2016年に、‟ポスト真実” という言葉の使用は、2015年に比べて2000パーセントも増加し、主にブレグジットと米国大統領選を物語る時に使われたという。では、‟ポスト真実” とは、どういう意味なのだろうか!?
・初めて ‟ポスト真実” が使われたのは1992年
この言葉は、客観的な事実や真実よりも、感情的な訴えや個人の信念の方が、世論を形作るうえで大きな影響を成す状況を現す形容詞である。
‟ポスト真実” は、1992年にセルビア系アメリカ人の劇作家スティーヴ・テシックによって、初めて使われた言葉だ。彼は、1986年に起きたイラン・コントラ事件と湾岸戦争について記事を書いた時に、「我々は、‟ポスト真実” の世界に住んでいる」と表現していたという。
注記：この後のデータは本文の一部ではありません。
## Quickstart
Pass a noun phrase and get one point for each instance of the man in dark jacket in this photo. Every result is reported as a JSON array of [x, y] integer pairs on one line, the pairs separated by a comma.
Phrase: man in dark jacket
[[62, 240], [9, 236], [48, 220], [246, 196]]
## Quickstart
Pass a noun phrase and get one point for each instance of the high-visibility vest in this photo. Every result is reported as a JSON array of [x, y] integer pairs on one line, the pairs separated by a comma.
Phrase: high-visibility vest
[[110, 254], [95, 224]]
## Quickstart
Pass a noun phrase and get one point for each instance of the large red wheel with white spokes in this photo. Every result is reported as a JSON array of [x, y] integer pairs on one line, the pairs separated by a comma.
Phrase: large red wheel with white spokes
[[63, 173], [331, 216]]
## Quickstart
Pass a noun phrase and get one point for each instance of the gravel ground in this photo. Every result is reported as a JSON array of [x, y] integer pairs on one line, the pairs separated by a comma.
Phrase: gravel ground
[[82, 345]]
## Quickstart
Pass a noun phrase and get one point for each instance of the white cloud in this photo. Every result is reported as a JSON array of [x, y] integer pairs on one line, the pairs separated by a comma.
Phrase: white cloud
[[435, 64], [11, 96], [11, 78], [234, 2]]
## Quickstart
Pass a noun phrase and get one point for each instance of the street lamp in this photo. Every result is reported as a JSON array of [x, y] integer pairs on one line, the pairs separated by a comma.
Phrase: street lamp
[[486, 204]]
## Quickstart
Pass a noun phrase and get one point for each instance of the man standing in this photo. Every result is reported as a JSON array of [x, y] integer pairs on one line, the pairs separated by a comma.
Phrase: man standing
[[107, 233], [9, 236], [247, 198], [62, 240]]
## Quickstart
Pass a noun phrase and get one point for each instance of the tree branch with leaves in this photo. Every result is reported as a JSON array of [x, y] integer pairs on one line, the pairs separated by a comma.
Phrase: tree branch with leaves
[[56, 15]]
ちなみにイラン・コントラ事件とは、米レーガン政権が、イランへ渡るはずの武器売却代金を、南米ニカラグアの反共ゲリラであるコントラの援助に流用していた事件だ。
・SNSの台頭で個人の意見や信念を広めやすい時代に
‟ポスト真実” との言葉が誕生してから24年が経つが、現代ではネットとSNSの発達で、個人の意見や訴えを、世界レベルで発信しやすい時代となったと言える。トランプ氏も、大統領選でTwitterを積極的に使用して過激な発言を繰り返し、支持者達に自分の政策や信念を訴えかけていた。
そんな、客観的な事実や真実よりも、感情的な訴えや個人の信念の方が人に影響を与えやすい時代を表現するワードとして、まさに、‟ポスト真実” は的を得た言葉だと言えるかもしれない。
‟ポスト真実” の他には、ブレグジットを支持する人を意味する「Brexiteer:ブレグジター」や、責任感ある成人が、コツコツと日常のタスクをこなす行為を意味する「adulting:アダルティング」といった言葉も、候補に挙がっていたそうだ。